Сашка хоть и маленький ростом был, но очень крепкий, физкультурный, словом. Волгу переплывал туда и обратно, без передышки. На баржу любил взбираться, на ходу, и в воду прыгать. У нас в парке перед войной поставили парашютную вышку. Ну, парашют уже раскрытый, с грузом через блок. Фузин об этом первый узнал. Прибежал, говорит: «Пашка, будем прыгать?»
«Нет, — говорю, — боюсь…»
«А я прыгну…»
«Куда тебе, — подначиваю, — ты еще шпендик…»

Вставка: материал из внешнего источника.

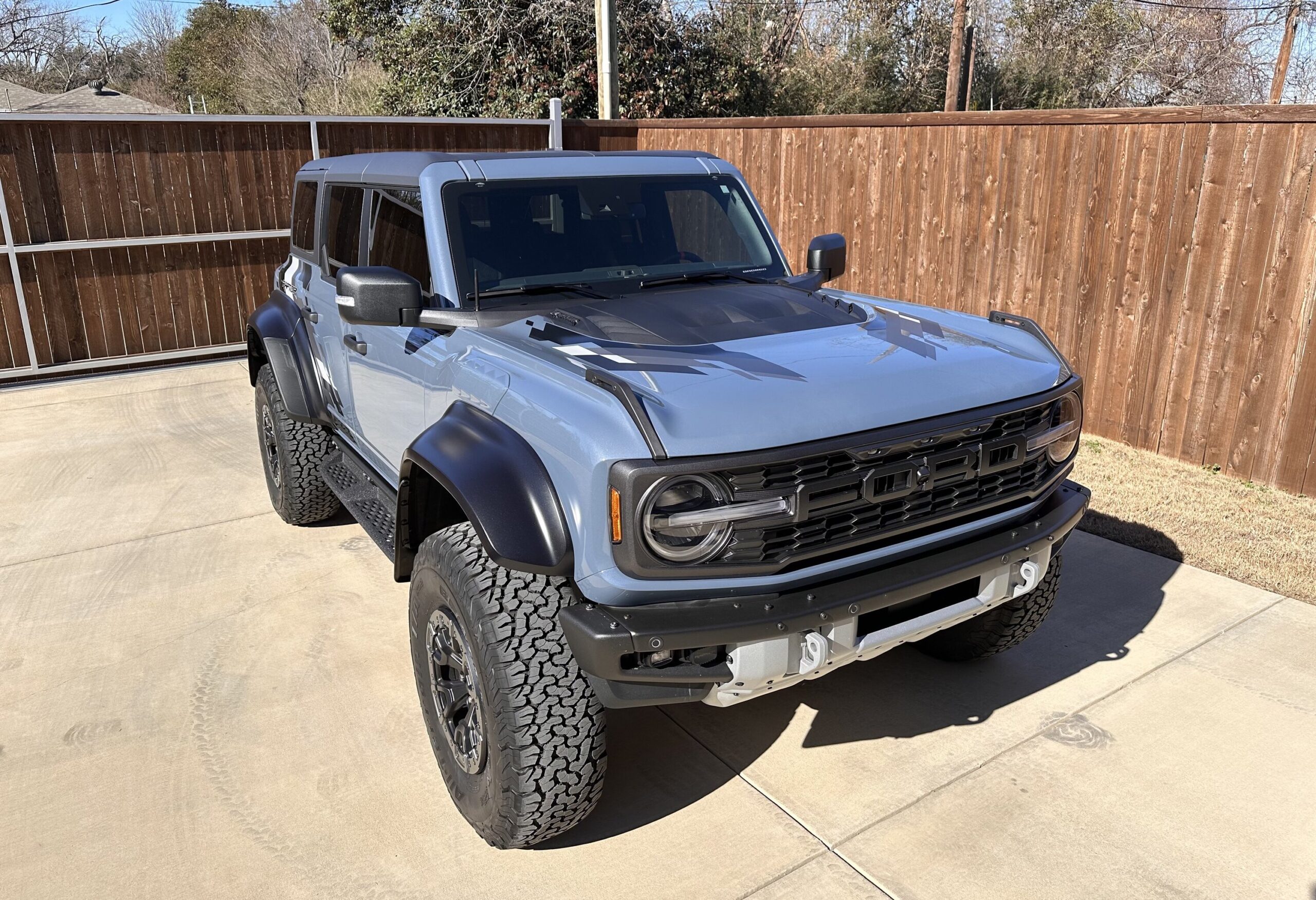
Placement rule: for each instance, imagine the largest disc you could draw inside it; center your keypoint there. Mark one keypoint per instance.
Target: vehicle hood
(727, 368)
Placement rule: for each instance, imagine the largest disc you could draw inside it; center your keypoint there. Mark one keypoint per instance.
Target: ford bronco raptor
(624, 456)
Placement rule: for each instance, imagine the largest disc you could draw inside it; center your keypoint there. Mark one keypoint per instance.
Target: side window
(398, 234)
(304, 216)
(342, 227)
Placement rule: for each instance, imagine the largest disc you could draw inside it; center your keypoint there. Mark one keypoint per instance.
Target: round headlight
(1069, 412)
(671, 525)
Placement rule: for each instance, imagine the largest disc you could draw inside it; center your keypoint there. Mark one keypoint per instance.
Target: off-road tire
(543, 723)
(298, 491)
(1000, 628)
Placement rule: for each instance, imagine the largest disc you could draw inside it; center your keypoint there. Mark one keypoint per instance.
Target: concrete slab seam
(826, 851)
(1039, 732)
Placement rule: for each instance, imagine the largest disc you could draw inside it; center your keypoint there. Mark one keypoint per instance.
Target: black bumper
(607, 640)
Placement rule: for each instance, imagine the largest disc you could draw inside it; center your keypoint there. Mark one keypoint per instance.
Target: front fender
(277, 335)
(470, 466)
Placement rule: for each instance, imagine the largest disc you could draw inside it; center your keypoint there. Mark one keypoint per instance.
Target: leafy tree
(1065, 53)
(508, 58)
(205, 60)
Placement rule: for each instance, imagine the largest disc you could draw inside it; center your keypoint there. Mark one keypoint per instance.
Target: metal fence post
(17, 283)
(556, 124)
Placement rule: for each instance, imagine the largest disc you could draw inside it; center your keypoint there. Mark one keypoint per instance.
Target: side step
(365, 495)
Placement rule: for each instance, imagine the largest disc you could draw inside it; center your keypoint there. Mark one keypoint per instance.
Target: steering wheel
(681, 255)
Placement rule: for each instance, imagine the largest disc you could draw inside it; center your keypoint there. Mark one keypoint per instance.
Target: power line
(1183, 6)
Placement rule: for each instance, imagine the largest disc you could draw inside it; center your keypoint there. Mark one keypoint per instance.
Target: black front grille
(863, 522)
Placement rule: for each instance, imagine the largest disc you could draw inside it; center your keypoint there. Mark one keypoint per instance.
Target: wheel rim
(454, 689)
(271, 445)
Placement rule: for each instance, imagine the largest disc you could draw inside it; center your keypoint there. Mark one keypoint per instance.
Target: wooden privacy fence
(1171, 253)
(153, 237)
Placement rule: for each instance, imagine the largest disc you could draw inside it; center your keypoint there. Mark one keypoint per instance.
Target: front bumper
(765, 641)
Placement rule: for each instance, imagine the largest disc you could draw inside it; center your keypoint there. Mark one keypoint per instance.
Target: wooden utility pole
(1286, 46)
(606, 50)
(955, 67)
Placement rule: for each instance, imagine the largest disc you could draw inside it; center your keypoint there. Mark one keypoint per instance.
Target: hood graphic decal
(697, 360)
(907, 332)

Пошли в парк. Сашка начал вертеться около мужика, который парашютом заведовал, что-то ему говорил, упрашивал. И представьте, упросил. Поднялся наверх, ремни на нем застегнули, как положено, ну и столкнул его мужик вниз. А вес-то у Сашки оказался маловат. Не может он груза перетянуть. Метра на два вниз опустился и висит, а груз его назад тянет. Сашка только ногами в воздухе дрыгает, а мы от смеха помираем, кричим ему: «Фузин! Ты чего там повис? Нужно было кирпичей в карманы наложить!» Мужик, конечно, испугался, начал что-то там колдовать. Опустился Фузин. Довольный…
Когда немцы к Сталинграду подошли, мы с матерью эвакуировались и вернулись, когда уже город освободили. Про то, как Сашку повесили, мне только рассказывали.